Michelle and I both started off with Halls chop salad, a wonderful marriage of greens, black eyed peas, celery, feta cheese and a heavenly green peppercorn buttermilk dressing. We both ordered steaks, Michelle had the petite filet mignon and I had the dry aged rib eye. Once again, rather than just taking our order and asking us for our doneness preference, our waitress quizzed us on what we were looking for in terms of internal temperature of the meat, and then I was blown away when she said to me, “would you prefer a leaner rib eye, or one with a fair amount of marbling?” Really, I thought, are you serious, you mean I can choose that?

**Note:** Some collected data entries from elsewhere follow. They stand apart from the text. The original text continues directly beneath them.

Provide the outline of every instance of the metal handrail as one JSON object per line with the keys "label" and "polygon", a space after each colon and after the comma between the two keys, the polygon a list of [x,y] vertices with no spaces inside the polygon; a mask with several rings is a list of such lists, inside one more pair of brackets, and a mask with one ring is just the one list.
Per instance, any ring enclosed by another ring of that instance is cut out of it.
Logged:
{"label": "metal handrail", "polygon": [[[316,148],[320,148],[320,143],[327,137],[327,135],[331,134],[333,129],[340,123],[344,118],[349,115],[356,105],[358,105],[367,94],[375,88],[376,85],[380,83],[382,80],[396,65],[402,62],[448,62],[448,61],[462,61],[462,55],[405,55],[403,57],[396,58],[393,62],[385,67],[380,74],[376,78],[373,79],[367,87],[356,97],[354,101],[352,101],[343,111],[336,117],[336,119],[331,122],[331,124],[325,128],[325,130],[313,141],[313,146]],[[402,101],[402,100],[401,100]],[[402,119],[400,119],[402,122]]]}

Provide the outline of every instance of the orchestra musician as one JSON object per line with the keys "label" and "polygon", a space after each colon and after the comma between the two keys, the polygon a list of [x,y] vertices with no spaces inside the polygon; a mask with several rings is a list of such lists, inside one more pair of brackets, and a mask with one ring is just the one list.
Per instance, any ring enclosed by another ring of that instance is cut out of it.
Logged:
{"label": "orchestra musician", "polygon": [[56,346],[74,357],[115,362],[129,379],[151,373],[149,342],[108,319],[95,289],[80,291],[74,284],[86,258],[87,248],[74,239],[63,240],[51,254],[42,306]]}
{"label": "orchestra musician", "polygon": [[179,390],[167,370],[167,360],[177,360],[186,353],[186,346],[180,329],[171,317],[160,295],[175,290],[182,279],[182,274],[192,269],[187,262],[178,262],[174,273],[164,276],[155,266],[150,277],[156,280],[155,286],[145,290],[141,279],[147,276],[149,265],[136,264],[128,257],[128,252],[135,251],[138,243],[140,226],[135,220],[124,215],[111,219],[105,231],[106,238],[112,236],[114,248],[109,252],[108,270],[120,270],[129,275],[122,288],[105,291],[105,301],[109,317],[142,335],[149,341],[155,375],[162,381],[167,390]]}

The steaks did not disappoint and at Halls the side orders are served family style so we enjoyed a generous dish of pepper jack grits to compliment our steaks. Finally, we decided to share a piece of whiskey bread pudding, after all, as one of my fellow bloggers had recently written, “it’s so good I get emotional.”
So, after experiencing Halls Chophouse for myself, how do I describe the dining experience? Here are some words that I can use to describe it: “family”, “relationship”, “ladies and gentlemen serving ladies and gentlemen”, “aged steaks like a fine cabernet”, “cooked to a perfect mid-rare this is a beautiful steak, the seasoning is spot on”, “buttery”, and “it is so good, I get emotional.” OK, honest, no I didn’t cry over the experience, but all of those other comments, ABSOLUTELY.
As Billy Hall retrieved our coats from the “hall closet” he walked us to the front door, held the door open for us and wished us a good evening. Once again, it was as if we had spent the evening in the Hall Family home, not their family business. I mean what restaurant owner walks their patrons to the front door and bids them farewell by saying, “stay in touch.”?